Dalam keterangannya, Shohibul mengungkap bahwa sistem HGU di Sumatera Timur merupakan warisan kolonial yang sangat problematik. "Kemitraan antara kesultanan Melayu—seperti Deli, Serdang, Langkat, dan Asahan—dengan pemerintah kolonial Belanda dalam alokasi lahan perkebunan, telah melahirkan ketimpangan penguasaan tanah yang akut, sekaligus eksploitasi tenaga kerja yang brutal," ujarnya.
Revolusi Sosial 1946 yang mengguncang Sumatera Timur, menurutnya, tidak serta merta menghasilkan keadilan agraria. Sebaliknya, negara menggantikan struktur tradisional dengan pola kekuasaan sentralistik melalui BUMN seperti PTPN tanpa proses redistribusi tanah yang adil. "Alih-alih membawa keadilan, ini justru memperpanjang marginalisasi masyarakat lokal," katanya.
Tanah Negara Bebas: Bebas dari Siapa, untuk Siapa?
Shohibul mempertanyakan retorika "tanah negara bebas". "Apakah ini benar-benar membebaskan masyarakat dari belenggu ketidakadilan agrarian?
Atau hanya memindahkan aset dari satu elite ke elite lainnya?" tanyanya kritis. Ia menekankan pentingnya mekanisme alokasi yang transparan dan partisipatif agar tidak menciptakan ketimpangan baru.
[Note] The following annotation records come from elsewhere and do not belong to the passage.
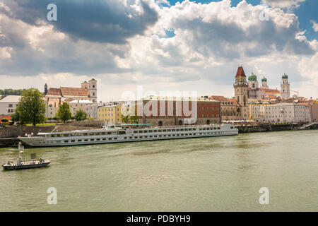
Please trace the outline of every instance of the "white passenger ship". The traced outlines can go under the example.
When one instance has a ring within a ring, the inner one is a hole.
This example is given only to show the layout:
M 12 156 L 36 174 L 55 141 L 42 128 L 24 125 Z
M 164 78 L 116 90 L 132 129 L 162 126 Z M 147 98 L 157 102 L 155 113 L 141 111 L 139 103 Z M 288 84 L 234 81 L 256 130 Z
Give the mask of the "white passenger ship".
M 151 124 L 111 126 L 98 129 L 67 132 L 39 133 L 36 136 L 19 137 L 30 146 L 65 146 L 129 141 L 157 141 L 237 135 L 231 124 L 210 124 L 151 127 Z M 141 127 L 140 127 L 141 126 Z M 134 126 L 132 128 L 132 126 Z

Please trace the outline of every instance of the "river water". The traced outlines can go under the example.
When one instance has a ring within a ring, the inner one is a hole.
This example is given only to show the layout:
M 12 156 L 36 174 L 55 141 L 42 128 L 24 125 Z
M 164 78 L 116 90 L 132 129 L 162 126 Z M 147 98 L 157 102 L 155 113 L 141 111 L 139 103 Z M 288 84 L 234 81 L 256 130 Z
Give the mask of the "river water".
M 50 166 L 0 170 L 1 211 L 318 211 L 317 130 L 31 153 Z M 17 155 L 0 148 L 0 162 Z M 47 203 L 49 187 L 56 205 Z

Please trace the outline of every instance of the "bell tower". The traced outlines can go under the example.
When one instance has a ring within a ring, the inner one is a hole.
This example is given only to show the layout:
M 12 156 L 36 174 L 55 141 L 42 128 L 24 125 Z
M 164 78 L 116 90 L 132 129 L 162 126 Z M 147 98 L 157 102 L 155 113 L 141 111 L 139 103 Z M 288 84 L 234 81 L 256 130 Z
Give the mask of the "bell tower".
M 235 100 L 240 104 L 237 111 L 237 117 L 241 119 L 248 119 L 248 85 L 246 81 L 245 73 L 242 66 L 239 66 L 235 76 L 234 84 L 234 93 Z
M 95 103 L 97 102 L 97 81 L 94 78 L 88 81 L 88 90 L 90 100 Z
M 284 73 L 281 77 L 281 95 L 282 98 L 289 98 L 290 97 L 290 84 L 288 83 L 288 76 Z

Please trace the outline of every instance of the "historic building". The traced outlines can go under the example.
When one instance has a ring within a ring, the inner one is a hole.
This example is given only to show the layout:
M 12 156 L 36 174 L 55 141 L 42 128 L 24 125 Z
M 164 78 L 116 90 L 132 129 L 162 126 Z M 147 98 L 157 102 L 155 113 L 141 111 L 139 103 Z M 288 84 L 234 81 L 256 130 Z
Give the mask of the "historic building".
M 0 115 L 11 115 L 14 113 L 20 96 L 8 95 L 0 100 Z
M 281 77 L 282 82 L 281 84 L 281 97 L 287 99 L 290 97 L 290 84 L 288 83 L 288 76 L 284 73 Z
M 219 101 L 221 106 L 221 120 L 240 120 L 241 113 L 239 112 L 240 105 L 235 99 L 229 99 L 223 96 L 211 96 L 211 100 Z
M 248 84 L 242 66 L 239 66 L 235 76 L 234 84 L 235 100 L 240 105 L 237 109 L 240 119 L 246 120 L 249 117 L 248 109 Z
M 265 107 L 270 105 L 266 102 L 249 102 L 249 119 L 257 121 L 264 121 Z
M 221 119 L 220 102 L 207 97 L 150 96 L 136 101 L 135 106 L 139 124 L 219 124 Z
M 281 96 L 277 89 L 270 89 L 265 76 L 261 79 L 261 86 L 259 87 L 257 76 L 252 73 L 248 78 L 248 97 L 253 100 L 269 100 Z
M 296 103 L 278 103 L 265 107 L 266 121 L 307 122 L 310 121 L 309 107 Z
M 114 103 L 112 105 L 105 105 L 98 107 L 98 120 L 102 121 L 105 124 L 122 124 L 122 103 Z
M 56 116 L 59 106 L 63 102 L 70 105 L 72 115 L 81 109 L 85 112 L 86 107 L 97 102 L 97 81 L 92 78 L 83 82 L 81 88 L 61 87 L 48 89 L 45 85 L 44 99 L 47 105 L 46 117 L 52 118 Z

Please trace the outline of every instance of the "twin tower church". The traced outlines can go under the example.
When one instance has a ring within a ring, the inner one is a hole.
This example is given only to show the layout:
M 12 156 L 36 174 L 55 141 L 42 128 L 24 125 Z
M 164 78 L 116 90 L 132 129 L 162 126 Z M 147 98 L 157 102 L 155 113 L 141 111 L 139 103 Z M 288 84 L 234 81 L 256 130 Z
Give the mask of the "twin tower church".
M 281 84 L 281 91 L 277 89 L 270 89 L 267 84 L 267 79 L 263 77 L 261 85 L 259 87 L 257 76 L 253 73 L 248 77 L 244 72 L 242 66 L 239 66 L 235 76 L 235 83 L 234 84 L 235 100 L 240 105 L 242 116 L 243 118 L 248 116 L 248 100 L 270 100 L 281 97 L 287 99 L 290 97 L 290 85 L 288 83 L 288 76 L 283 74 Z

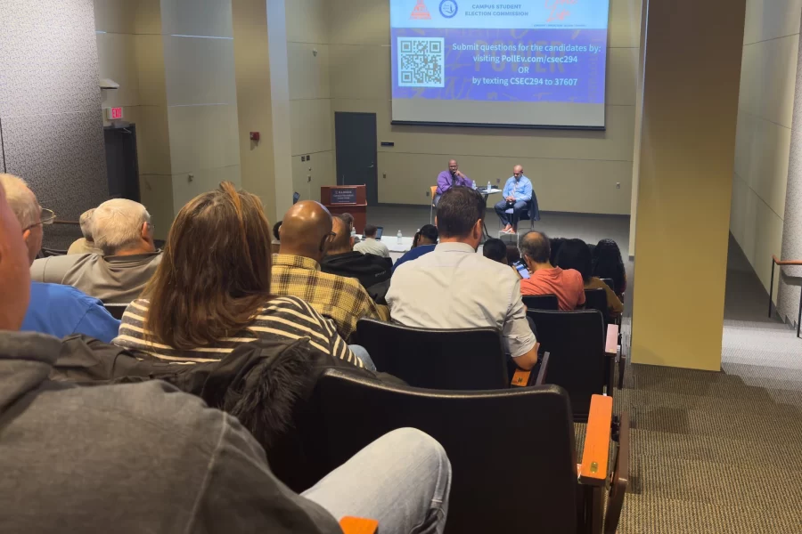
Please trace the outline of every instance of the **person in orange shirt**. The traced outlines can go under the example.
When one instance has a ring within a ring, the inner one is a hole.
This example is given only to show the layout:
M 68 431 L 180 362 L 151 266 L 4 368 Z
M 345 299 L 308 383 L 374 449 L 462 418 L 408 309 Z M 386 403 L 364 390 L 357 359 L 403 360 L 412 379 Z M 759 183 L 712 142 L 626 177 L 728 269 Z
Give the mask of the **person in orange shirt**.
M 520 280 L 521 295 L 557 295 L 560 309 L 575 310 L 585 304 L 585 283 L 582 275 L 573 269 L 554 267 L 549 261 L 549 238 L 540 231 L 530 231 L 519 244 L 521 258 L 532 273 Z

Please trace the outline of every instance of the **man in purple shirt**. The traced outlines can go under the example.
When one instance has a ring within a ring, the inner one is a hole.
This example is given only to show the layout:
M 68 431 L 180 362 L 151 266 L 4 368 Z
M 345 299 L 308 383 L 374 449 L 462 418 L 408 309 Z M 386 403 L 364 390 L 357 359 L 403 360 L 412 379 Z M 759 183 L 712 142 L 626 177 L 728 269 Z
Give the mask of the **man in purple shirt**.
M 463 174 L 460 171 L 460 165 L 456 159 L 448 162 L 448 170 L 443 171 L 438 174 L 438 190 L 434 198 L 435 206 L 440 201 L 440 195 L 447 191 L 455 185 L 473 188 L 473 180 Z

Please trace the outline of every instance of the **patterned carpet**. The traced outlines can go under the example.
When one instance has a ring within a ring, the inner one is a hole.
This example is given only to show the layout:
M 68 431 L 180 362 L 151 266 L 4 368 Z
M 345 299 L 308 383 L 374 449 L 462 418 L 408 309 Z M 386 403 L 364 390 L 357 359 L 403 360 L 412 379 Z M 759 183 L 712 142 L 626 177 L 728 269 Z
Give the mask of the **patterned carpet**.
M 618 532 L 802 532 L 802 339 L 766 317 L 744 262 L 731 241 L 721 372 L 626 370 L 615 399 L 633 426 Z

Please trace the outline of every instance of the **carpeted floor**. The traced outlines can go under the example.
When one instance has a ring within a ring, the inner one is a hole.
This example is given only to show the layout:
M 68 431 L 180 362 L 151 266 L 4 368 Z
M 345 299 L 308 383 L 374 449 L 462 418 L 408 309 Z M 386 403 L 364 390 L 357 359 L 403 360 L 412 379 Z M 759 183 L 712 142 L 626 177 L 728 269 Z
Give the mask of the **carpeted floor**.
M 616 411 L 632 417 L 618 531 L 802 532 L 802 339 L 731 239 L 722 371 L 631 365 Z

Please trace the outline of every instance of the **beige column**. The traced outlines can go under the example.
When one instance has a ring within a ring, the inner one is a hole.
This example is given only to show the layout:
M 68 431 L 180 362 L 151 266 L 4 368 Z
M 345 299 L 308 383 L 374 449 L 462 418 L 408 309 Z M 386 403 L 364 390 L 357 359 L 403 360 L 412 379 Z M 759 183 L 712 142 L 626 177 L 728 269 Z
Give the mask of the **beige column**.
M 745 0 L 650 0 L 632 360 L 718 370 Z

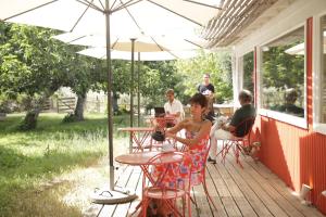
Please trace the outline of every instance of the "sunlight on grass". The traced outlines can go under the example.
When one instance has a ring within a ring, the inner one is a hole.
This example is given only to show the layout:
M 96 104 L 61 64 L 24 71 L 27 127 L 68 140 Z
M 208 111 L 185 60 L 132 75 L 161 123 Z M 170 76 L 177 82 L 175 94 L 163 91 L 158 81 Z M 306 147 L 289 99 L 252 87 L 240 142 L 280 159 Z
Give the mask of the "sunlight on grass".
M 17 130 L 23 117 L 0 122 L 0 216 L 82 216 L 85 192 L 109 182 L 105 115 L 62 124 L 63 114 L 41 114 L 26 132 Z M 116 131 L 126 119 L 114 117 L 114 155 L 127 151 L 127 135 Z

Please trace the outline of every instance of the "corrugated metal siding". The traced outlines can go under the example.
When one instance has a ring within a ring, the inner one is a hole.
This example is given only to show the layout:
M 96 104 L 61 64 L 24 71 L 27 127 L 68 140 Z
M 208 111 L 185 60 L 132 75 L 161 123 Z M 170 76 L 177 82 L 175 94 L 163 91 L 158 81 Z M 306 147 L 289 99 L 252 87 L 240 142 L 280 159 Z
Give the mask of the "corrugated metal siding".
M 306 105 L 309 129 L 302 129 L 272 118 L 259 116 L 262 163 L 279 176 L 286 184 L 300 191 L 301 184 L 313 188 L 311 200 L 326 214 L 326 136 L 312 129 L 312 18 L 306 21 Z M 258 131 L 258 130 L 256 130 Z M 254 138 L 254 137 L 253 137 Z M 256 139 L 256 138 L 255 138 Z
M 311 133 L 291 125 L 259 117 L 262 142 L 261 161 L 287 186 L 300 191 L 301 184 L 313 188 L 311 200 L 326 214 L 326 136 Z

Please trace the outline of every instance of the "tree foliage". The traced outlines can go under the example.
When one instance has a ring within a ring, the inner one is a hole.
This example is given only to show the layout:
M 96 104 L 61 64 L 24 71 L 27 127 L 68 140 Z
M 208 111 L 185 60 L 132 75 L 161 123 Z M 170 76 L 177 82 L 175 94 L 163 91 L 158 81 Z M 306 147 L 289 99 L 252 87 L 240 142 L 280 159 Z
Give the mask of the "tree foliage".
M 177 73 L 183 77 L 185 95 L 190 97 L 196 93 L 198 86 L 202 82 L 203 74 L 209 73 L 211 82 L 215 87 L 217 102 L 231 99 L 231 65 L 228 52 L 205 53 L 201 51 L 195 59 L 179 60 L 175 65 Z

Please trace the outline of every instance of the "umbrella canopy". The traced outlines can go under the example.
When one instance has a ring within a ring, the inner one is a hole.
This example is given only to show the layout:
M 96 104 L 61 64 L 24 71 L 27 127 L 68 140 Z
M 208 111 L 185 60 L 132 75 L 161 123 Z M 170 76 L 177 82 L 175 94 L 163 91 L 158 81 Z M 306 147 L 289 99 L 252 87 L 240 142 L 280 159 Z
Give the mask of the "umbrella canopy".
M 87 47 L 106 47 L 104 35 L 83 35 L 65 33 L 53 38 L 65 43 L 87 46 Z M 165 35 L 125 35 L 124 37 L 116 36 L 114 33 L 111 36 L 111 49 L 117 51 L 131 51 L 130 39 L 135 39 L 136 52 L 156 52 L 156 51 L 184 51 L 197 50 L 205 47 L 206 41 L 199 38 L 193 29 L 179 29 L 178 31 L 170 31 Z
M 2 21 L 64 31 L 105 34 L 110 13 L 112 33 L 165 33 L 185 26 L 204 26 L 217 14 L 218 0 L 1 0 Z
M 97 59 L 106 59 L 106 49 L 105 48 L 88 48 L 77 52 L 82 55 L 87 55 Z M 135 52 L 137 56 L 137 52 Z M 161 52 L 141 52 L 141 61 L 170 61 L 175 59 L 190 59 L 196 56 L 196 51 L 161 51 Z M 125 51 L 111 51 L 111 59 L 115 60 L 126 60 L 129 61 L 131 58 L 130 52 Z
M 213 2 L 213 3 L 212 3 Z M 164 34 L 203 27 L 217 14 L 217 0 L 1 0 L 0 20 L 64 31 L 115 36 Z M 108 63 L 108 130 L 110 189 L 114 188 L 111 50 Z

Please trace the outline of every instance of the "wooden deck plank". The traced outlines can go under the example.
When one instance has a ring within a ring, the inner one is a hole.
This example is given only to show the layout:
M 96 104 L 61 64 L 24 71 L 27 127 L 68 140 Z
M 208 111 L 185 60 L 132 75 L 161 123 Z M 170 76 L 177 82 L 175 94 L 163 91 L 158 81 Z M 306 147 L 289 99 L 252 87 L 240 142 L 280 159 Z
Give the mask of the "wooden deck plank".
M 215 183 L 214 183 L 214 179 L 217 178 L 215 167 L 212 164 L 208 164 L 206 168 L 208 168 L 206 169 L 206 177 L 210 177 L 210 179 L 206 180 L 209 193 L 212 196 L 212 199 L 213 199 L 213 201 L 216 205 L 216 209 L 217 209 L 217 210 L 215 210 L 212 207 L 213 216 L 221 216 L 221 217 L 225 216 L 226 217 L 227 216 L 226 210 L 223 206 L 223 203 L 222 203 L 221 197 L 220 197 L 218 192 L 217 192 L 218 186 L 215 186 Z
M 227 156 L 227 159 L 230 164 L 235 162 L 233 156 Z M 243 163 L 244 164 L 244 163 Z M 246 164 L 243 165 L 246 166 Z M 288 216 L 279 206 L 278 204 L 266 193 L 266 191 L 262 188 L 261 182 L 258 182 L 253 179 L 252 175 L 250 174 L 250 167 L 241 168 L 239 165 L 235 165 L 234 168 L 240 174 L 243 180 L 250 186 L 250 188 L 255 192 L 256 195 L 260 196 L 261 201 L 265 204 L 272 215 L 277 217 Z
M 218 163 L 221 165 L 221 163 Z M 241 192 L 240 188 L 237 186 L 236 180 L 230 176 L 230 173 L 226 169 L 224 165 L 222 165 L 220 168 L 220 173 L 223 174 L 225 183 L 230 192 L 230 194 L 234 197 L 234 201 L 236 202 L 238 208 L 240 209 L 240 213 L 242 216 L 253 217 L 258 216 L 256 213 L 251 207 L 250 203 L 246 200 L 243 193 Z
M 323 217 L 316 208 L 303 206 L 290 194 L 284 182 L 261 163 L 255 164 L 249 157 L 241 158 L 243 169 L 236 164 L 234 156 L 227 156 L 225 165 L 208 164 L 206 184 L 217 210 L 209 203 L 202 186 L 193 188 L 191 194 L 197 201 L 200 213 L 191 204 L 192 216 L 229 217 L 229 216 L 260 216 L 260 217 Z M 142 173 L 139 167 L 127 167 L 120 173 L 117 186 L 133 188 L 141 196 Z M 133 203 L 96 205 L 100 217 L 128 216 L 135 209 L 140 199 Z M 89 215 L 91 216 L 91 215 Z M 93 215 L 96 216 L 96 215 Z
M 133 173 L 129 176 L 128 181 L 124 187 L 126 189 L 131 189 L 133 191 L 136 191 L 136 188 L 140 180 L 141 180 L 141 170 L 138 167 L 133 167 Z M 133 203 L 136 204 L 136 202 L 133 202 Z M 131 203 L 120 204 L 114 209 L 114 214 L 112 216 L 127 216 L 130 205 L 131 205 Z
M 273 174 L 266 166 L 262 163 L 254 163 L 252 161 L 246 161 L 248 164 L 253 167 L 256 173 L 259 173 L 262 177 L 268 179 L 268 182 L 275 188 L 277 192 L 279 192 L 293 207 L 296 207 L 302 215 L 310 217 L 324 217 L 315 207 L 313 206 L 304 206 L 301 204 L 300 200 L 291 194 L 291 190 L 275 175 Z
M 247 159 L 249 161 L 249 158 Z M 269 181 L 266 181 L 266 178 L 260 176 L 259 173 L 256 173 L 253 167 L 247 163 L 247 161 L 242 159 L 243 169 L 251 174 L 253 179 L 255 179 L 258 182 L 261 183 L 264 191 L 266 191 L 269 196 L 278 204 L 280 208 L 285 213 L 287 213 L 288 216 L 292 217 L 304 217 L 300 212 L 298 212 L 278 191 L 276 191 L 273 186 L 269 183 Z M 268 179 L 267 179 L 268 180 Z
M 229 178 L 224 173 L 224 165 L 217 161 L 214 165 L 216 173 L 220 175 L 220 179 L 214 180 L 215 186 L 217 187 L 217 192 L 221 196 L 222 203 L 225 207 L 225 210 L 228 216 L 242 216 L 239 207 L 237 206 L 231 193 L 229 192 L 226 182 L 229 181 Z
M 255 194 L 255 192 L 250 188 L 247 181 L 244 181 L 242 177 L 237 173 L 234 166 L 238 166 L 238 165 L 230 164 L 229 162 L 225 163 L 225 167 L 229 171 L 229 175 L 233 177 L 239 190 L 243 193 L 243 196 L 254 209 L 255 214 L 258 216 L 266 216 L 266 217 L 273 216 L 269 213 L 269 210 L 266 208 L 266 206 L 262 203 L 262 201 L 259 199 L 259 196 Z

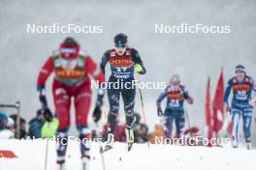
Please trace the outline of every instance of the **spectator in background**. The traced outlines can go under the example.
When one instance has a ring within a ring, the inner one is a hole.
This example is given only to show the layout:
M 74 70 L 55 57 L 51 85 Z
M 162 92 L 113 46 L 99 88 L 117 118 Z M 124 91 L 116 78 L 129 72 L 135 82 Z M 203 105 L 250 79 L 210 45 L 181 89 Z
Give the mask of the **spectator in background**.
M 58 120 L 48 108 L 37 111 L 37 116 L 29 122 L 28 136 L 35 138 L 52 138 L 58 128 Z
M 17 124 L 17 115 L 13 114 L 10 116 L 14 121 L 15 121 L 15 128 L 16 129 L 16 124 Z M 19 137 L 17 137 L 19 135 Z M 27 132 L 26 132 L 26 120 L 19 117 L 19 132 L 16 130 L 15 132 L 15 137 L 18 139 L 25 139 L 27 137 Z
M 150 134 L 150 143 L 155 144 L 157 142 L 156 137 L 165 138 L 165 130 L 161 125 L 155 125 L 154 131 Z
M 7 125 L 6 125 L 7 128 L 10 129 L 13 133 L 16 132 L 16 125 L 15 125 L 15 121 L 8 117 L 7 119 Z
M 13 131 L 8 129 L 9 118 L 5 113 L 0 112 L 0 139 L 11 139 L 15 137 Z
M 36 117 L 29 121 L 29 128 L 28 128 L 28 136 L 33 138 L 41 138 L 41 129 L 45 123 L 44 118 L 44 109 L 39 109 L 37 111 Z
M 134 113 L 136 122 L 134 124 L 134 139 L 136 143 L 144 143 L 148 141 L 148 128 L 145 124 L 141 123 L 139 113 Z

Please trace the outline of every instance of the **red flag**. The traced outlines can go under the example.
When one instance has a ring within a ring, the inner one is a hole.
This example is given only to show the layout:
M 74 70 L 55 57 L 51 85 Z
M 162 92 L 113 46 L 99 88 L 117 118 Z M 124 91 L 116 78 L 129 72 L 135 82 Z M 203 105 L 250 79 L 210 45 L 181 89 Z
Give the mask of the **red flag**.
M 210 78 L 208 79 L 208 86 L 207 86 L 207 96 L 206 96 L 206 124 L 207 124 L 207 136 L 208 141 L 212 138 L 212 112 L 210 107 Z M 208 145 L 210 147 L 210 143 Z
M 224 74 L 223 69 L 221 69 L 212 101 L 213 130 L 215 132 L 218 132 L 221 129 L 224 120 Z

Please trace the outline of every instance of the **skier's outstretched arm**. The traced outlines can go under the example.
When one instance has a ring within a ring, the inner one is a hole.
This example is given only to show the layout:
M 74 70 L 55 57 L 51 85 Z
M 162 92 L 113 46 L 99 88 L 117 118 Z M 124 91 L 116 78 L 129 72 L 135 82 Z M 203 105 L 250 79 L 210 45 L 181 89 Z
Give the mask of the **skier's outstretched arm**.
M 46 97 L 46 82 L 53 71 L 53 58 L 50 56 L 48 61 L 44 64 L 40 70 L 38 80 L 37 80 L 37 91 L 39 92 L 39 99 L 42 103 L 43 108 L 48 107 L 48 101 Z
M 132 48 L 131 53 L 132 53 L 133 61 L 135 63 L 134 65 L 135 71 L 137 71 L 140 74 L 144 74 L 146 71 L 139 52 L 136 49 Z

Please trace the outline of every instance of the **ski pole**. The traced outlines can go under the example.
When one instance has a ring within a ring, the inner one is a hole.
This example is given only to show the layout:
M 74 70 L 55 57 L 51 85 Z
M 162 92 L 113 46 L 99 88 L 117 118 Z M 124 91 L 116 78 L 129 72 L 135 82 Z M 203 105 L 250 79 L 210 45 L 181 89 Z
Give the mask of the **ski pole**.
M 189 116 L 188 116 L 188 112 L 187 112 L 186 107 L 185 107 L 185 115 L 186 115 L 186 119 L 187 119 L 187 126 L 188 126 L 188 128 L 191 128 L 191 126 L 190 126 L 190 120 L 189 120 Z
M 140 74 L 139 74 L 139 73 L 137 74 L 137 80 L 138 80 L 138 83 L 140 84 Z M 142 104 L 142 109 L 143 109 L 144 122 L 144 124 L 145 124 L 145 111 L 144 111 L 144 104 L 143 91 L 142 91 L 142 89 L 140 88 L 140 86 L 138 86 L 138 88 L 139 88 L 139 93 L 140 93 L 140 98 L 141 98 L 141 104 Z
M 50 124 L 47 123 L 48 124 L 48 134 L 47 134 L 47 147 L 46 147 L 46 156 L 45 156 L 45 170 L 48 169 L 48 129 L 49 129 L 49 126 Z
M 100 146 L 100 153 L 101 153 L 101 159 L 102 159 L 102 169 L 106 170 L 106 164 L 105 164 L 105 158 L 104 158 L 104 151 L 103 151 L 103 147 Z

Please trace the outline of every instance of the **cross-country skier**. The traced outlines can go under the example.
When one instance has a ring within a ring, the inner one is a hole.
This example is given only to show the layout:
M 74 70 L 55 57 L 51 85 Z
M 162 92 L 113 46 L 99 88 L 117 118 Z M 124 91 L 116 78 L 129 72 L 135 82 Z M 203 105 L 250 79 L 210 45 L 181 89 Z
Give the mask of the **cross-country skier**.
M 110 102 L 110 112 L 108 123 L 110 131 L 105 151 L 112 148 L 114 142 L 114 127 L 116 124 L 116 116 L 119 112 L 120 96 L 124 102 L 124 111 L 126 114 L 126 138 L 128 150 L 134 143 L 133 125 L 135 123 L 134 104 L 136 88 L 134 83 L 134 73 L 144 74 L 145 69 L 140 54 L 135 48 L 127 45 L 127 36 L 120 33 L 114 37 L 114 48 L 106 51 L 102 57 L 101 69 L 105 72 L 107 63 L 111 65 L 112 74 L 108 82 L 108 98 Z M 120 87 L 114 87 L 114 84 Z M 124 85 L 124 87 L 121 87 Z M 126 86 L 127 85 L 127 86 Z
M 235 68 L 236 75 L 228 81 L 226 87 L 224 102 L 226 111 L 231 112 L 233 123 L 233 147 L 239 146 L 239 122 L 242 117 L 243 121 L 243 137 L 245 139 L 247 149 L 251 148 L 251 120 L 253 107 L 250 105 L 251 96 L 254 89 L 253 79 L 246 75 L 245 68 L 239 65 Z M 229 96 L 233 91 L 233 99 L 231 107 L 229 106 Z
M 89 135 L 87 117 L 91 103 L 90 77 L 104 81 L 104 74 L 97 67 L 92 58 L 80 50 L 80 44 L 73 39 L 67 38 L 59 49 L 55 50 L 45 63 L 38 77 L 38 92 L 43 107 L 48 107 L 46 97 L 46 82 L 51 72 L 54 72 L 52 93 L 55 105 L 55 113 L 59 120 L 56 132 L 57 143 L 57 165 L 63 169 L 65 154 L 68 142 L 68 130 L 70 127 L 70 108 L 74 99 L 76 111 L 76 125 L 80 132 L 79 138 L 83 140 Z M 96 112 L 100 112 L 102 98 L 98 98 Z M 95 111 L 94 111 L 95 112 Z M 94 113 L 95 114 L 95 113 Z M 97 114 L 99 115 L 99 114 Z M 98 121 L 99 117 L 94 117 Z M 87 163 L 89 146 L 86 142 L 80 143 L 80 155 L 82 163 Z
M 162 111 L 161 101 L 167 98 L 167 104 L 165 111 Z M 193 99 L 189 96 L 188 91 L 184 86 L 180 84 L 179 76 L 174 74 L 171 77 L 170 84 L 167 86 L 165 91 L 159 96 L 157 104 L 158 116 L 164 116 L 166 123 L 166 137 L 172 137 L 173 123 L 175 121 L 176 137 L 182 138 L 185 127 L 185 116 L 184 116 L 184 100 L 189 104 L 193 104 Z

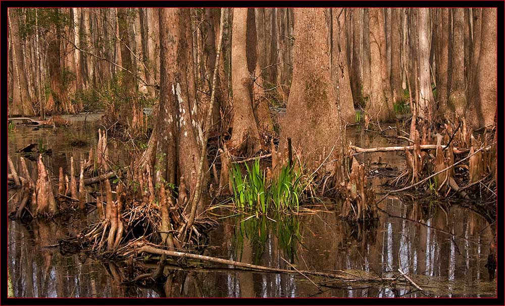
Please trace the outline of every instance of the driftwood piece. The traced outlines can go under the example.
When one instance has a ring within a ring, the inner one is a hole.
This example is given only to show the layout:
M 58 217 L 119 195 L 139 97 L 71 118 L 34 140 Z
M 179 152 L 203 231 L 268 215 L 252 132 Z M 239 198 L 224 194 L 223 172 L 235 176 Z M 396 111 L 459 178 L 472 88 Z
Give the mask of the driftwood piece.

Oligarki, Premanisme, dan Pertarungan Aset
Lebih jauh, Shohibul menyoroti potensi pertarungan politik dan ekonomi atas tanah eks-HGU tersebut. Ia menyebut bahwa dalam konteks pasca-revolusi, aktor-aktor informal seperti preman dan kelompok bersenjata kerap digunakan oleh elite politik untuk mengamankan kepentingannya.
"Relasi patron-klien antara elite dengan kelompok preman menjadi instrumen efektif dalam penggusuran, intimidasi, hingga penguasaan aset secara ilegal," jelasnya.
Shohibul juga membandingkan kondisi ini dengan Yogyakarta yang memperoleh keistimewaan dan kontrol formal atas tanah melalui kerangka hukum. "Sementara Sumatera Timur justru diputus total dari akar kekuasaan lokalnya. Ini mencerminkan politik pengakuan yang selektif oleh negara," tambahnya.